Postpartum hemorrhage among twin pregnancies - Medically assisted versus spontaneously conceived.

Placenta

Department of Obstetrics and Gynecology, Emek Medical Center, Afula, Israel; Rappaport Faculty of Medicine, Technion-Israel Institute of Technology, Haifa, Israel.

Published: February 2023

Introduction: In singleton pregnancies, an increased risk of Postpartum hemorrhage (PPH) have been linked with assisted reproductive technology (ART) and abnormal placentation. It is unknown wheather such association exists in twin pregnancies conceived by Medically assisted reproduction (MAR). The aim of the current study was to compare maternal blood loss among twin pregnancies conceived by different types of MAR treatments to spontaneously conceived twins and to identify the cycle characteristics if an association exits.
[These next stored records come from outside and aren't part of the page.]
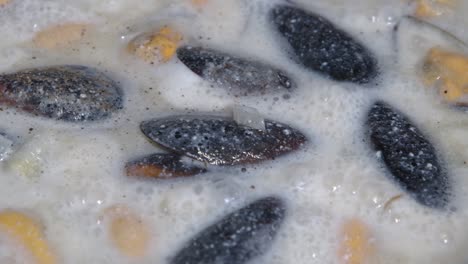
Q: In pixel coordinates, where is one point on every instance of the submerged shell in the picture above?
(69, 93)
(162, 166)
(237, 238)
(222, 141)
(321, 46)
(241, 76)
(408, 155)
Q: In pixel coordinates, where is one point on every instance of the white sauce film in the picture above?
(78, 169)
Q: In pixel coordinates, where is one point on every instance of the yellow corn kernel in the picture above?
(449, 70)
(356, 244)
(60, 36)
(25, 164)
(428, 8)
(29, 234)
(199, 3)
(127, 231)
(160, 46)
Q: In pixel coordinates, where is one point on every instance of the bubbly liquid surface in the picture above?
(335, 177)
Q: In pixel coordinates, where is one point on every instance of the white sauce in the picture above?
(336, 177)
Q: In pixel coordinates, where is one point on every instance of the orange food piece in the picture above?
(149, 171)
(127, 231)
(449, 69)
(29, 234)
(60, 36)
(156, 46)
(356, 245)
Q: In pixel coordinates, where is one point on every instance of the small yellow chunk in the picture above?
(26, 164)
(29, 234)
(356, 244)
(432, 8)
(127, 231)
(60, 36)
(160, 46)
(199, 3)
(450, 70)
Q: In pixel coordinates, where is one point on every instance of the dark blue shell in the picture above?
(221, 141)
(237, 238)
(320, 46)
(408, 155)
(241, 77)
(69, 93)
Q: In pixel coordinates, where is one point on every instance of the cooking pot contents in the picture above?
(233, 131)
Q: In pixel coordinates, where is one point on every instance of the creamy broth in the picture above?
(76, 169)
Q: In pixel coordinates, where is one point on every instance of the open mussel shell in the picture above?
(222, 141)
(162, 166)
(319, 45)
(241, 77)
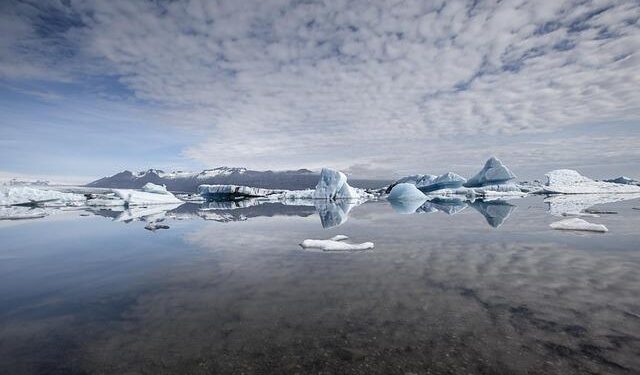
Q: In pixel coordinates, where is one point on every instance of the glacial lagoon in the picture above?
(450, 287)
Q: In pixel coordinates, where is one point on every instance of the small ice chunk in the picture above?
(406, 192)
(578, 224)
(334, 244)
(339, 237)
(567, 181)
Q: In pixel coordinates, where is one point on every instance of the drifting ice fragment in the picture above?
(333, 185)
(567, 181)
(336, 244)
(578, 224)
(493, 173)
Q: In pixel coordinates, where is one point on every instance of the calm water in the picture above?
(95, 293)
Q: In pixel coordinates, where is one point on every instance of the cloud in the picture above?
(291, 83)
Methods: Retrospective study conducted on data collected between 2011 and 2020. The study cohort included all twin pregnancies conceived by MAR and born at our institution. Controls were spontaneously conceived twins matched for maternal age on a 1:2 (study: controls) ratio.

Results: Overall 113 MAR twin births categorized into three groups; 25 ovulation induction, 59 fresh ART, 29 frozen-thawed ART cycles, and 226 controls were included. The incidence of PPH was higher among MAR twin pregnancies (5.3%) compared to the controls (4%). The highest incidence was observed among women in the frozen-thawed group (13.8%) which differed significantly compared with the controls (p = 0.024). A significant difference was also observed in the mean decrease of postpartum hemoglobin levels between these two groups (2.13 g/dL versus 1.3 g/dL respectively, p = 0.002). Blood transfusion was nearly 2.5 times more common in the frozen-thawed group (3.4%) compared to the control group (1.3%).

Discussion: The present study demonstrates that frozen embryo transfer (FET) ART-conceived twin pregnancies are associated with a markedly increased rate of PPH compared to spontaneously conceived twins.